Jésus leur dit ensuite : « Maintenant, puisez, et portez-en au maître du repas. » Nous pouvons à nouveau admirer leur réaction : « ils lui en portèrent » écrit Jean de manière laconique. Ils auraient pu craindre la réaction du maître : comment réagirait-il en voyant arriver cette eau dont il n’avait que faire ? Il risquait de se mettre en colère. Mais les serviteurs font totalement confiance à Jésus.

 « Tel fut le commencement », archè en grec, « des signes que Jésus accomplit ». Le mot archè signifie précisément le principe, aux deux sens du terme. C’est le premier des signes de Jésus, mais c’est aussi celui qui révèle le sens de tous les autres : ils sont destinés à révéler que Jésus de Nazareth est l’Epoux de l’humanité, celui qui est venu accomplir la Loi de Moïse et qui nous donne de goûter le véritable vin en nous unissant à Dieu au plus intime de nous-mêmes. Avec le Christ surgit une nouvelle création, une nouvelle genèse.
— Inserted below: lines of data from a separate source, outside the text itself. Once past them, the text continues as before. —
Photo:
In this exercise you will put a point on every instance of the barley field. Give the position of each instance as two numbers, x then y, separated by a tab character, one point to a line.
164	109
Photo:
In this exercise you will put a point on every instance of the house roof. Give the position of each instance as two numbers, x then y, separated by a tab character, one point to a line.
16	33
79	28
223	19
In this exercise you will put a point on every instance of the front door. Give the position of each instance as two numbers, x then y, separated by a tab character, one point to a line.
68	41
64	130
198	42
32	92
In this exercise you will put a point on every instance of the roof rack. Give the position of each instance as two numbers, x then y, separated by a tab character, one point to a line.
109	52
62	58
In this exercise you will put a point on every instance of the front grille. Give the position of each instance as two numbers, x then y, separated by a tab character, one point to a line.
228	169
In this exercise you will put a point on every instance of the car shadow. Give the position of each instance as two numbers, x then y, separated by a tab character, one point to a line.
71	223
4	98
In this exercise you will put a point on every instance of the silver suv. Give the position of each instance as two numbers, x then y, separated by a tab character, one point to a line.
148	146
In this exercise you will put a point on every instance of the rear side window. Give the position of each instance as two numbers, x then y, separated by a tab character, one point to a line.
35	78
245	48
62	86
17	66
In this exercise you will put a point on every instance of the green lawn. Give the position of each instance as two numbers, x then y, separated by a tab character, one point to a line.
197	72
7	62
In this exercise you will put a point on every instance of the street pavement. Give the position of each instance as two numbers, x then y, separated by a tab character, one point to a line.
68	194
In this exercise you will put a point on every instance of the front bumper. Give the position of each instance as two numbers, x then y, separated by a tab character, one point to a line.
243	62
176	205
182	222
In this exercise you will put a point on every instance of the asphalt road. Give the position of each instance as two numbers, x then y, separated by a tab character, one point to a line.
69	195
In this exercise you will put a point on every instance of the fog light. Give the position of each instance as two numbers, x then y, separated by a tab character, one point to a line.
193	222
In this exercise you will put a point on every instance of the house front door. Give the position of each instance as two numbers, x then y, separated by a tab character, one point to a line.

Ce n’est pas un hasard si cet évènement a lieu, dans la semaine inaugurale de la mission de Jésus, le 3ème jour, qui pointe vers la résurrection.

« Il manifesta sa gloire, et ses disciples crurent en lui. » Notons que la gloire de Jésus n’est reconnue que par ceux qui le suivent, ce n’est pas la gloire des stars de ce monde, éblouissante comme les projecteurs, mais une gloire que seuls les yeux de la foi peuvent apercevoir.

 

Ainsi, frères et sœurs, le Christ veut transformer nos vies. Il veut nous unir intimement à lui, pour nous combler de sa joie. Il le fait par la médiation de l’Eglise, dont Marie est la figure. Tout à l’heure, le Christ se donnera à nous dans le pain consacré, mais aussi dans le vin de l’Alliance nouvelle et éternelle. Je dirai alors: « Heureux les invités au repas des noces de l’Agneau ». Même si nous ne pourrons pas tous boire ce vin, pour une raison pratique avant tout, nous pourrons tous éprouver la joie de l’union avec le Christ au plus profond de nous-mêmes. Mais si nous voulons que cette joie ne soit ni égoïste ni éphémère, il nous faut nous souvenir que le bon vin vient du Seigneur seul, et que nous ne pouvons y goûter qu’en écoutant la demande de Marie : « Faites tout ce qu’il vous dira ». En accomplissant chaque jour et à chaque instant la volonté du Christ, c’est-à-dire en exerçant une charité qui passe parfois par la croix, non seulement nous pourrons demeurer dans la joie des noces, mais nous permettrons à ceux que nous rencontrerons de pouvoir la goûter également à travers nous, même s’ils n’en connaitront pas forcément l’origine. Last but not least, nous serons la joie du Seigneur, comme Isaïe l’avait annoncé : « Comme la jeune mariée fait la joie de son mari, tu seras la joie de ton Dieu » (1° lect.)!

P. Arnaud

[i] Au fur et à mesure de la révélation, cette image s’est pourtant peu à peu imposée dans l’Ancien Testament, notamment par les prophètes Osée, Ezéchiel et Isaïe (cf 1°lect.), jusqu’à atteindre un sommet avec le Cantique des Cantiques.

[ii] On peut imaginer combien cette situation était embarrassante pour la famille du nouveau couple, dans une culture où l’hospitalité était sacrée, et où l’on célébrait les noces pendant plusieurs jours. Elle risquait d’être discréditée.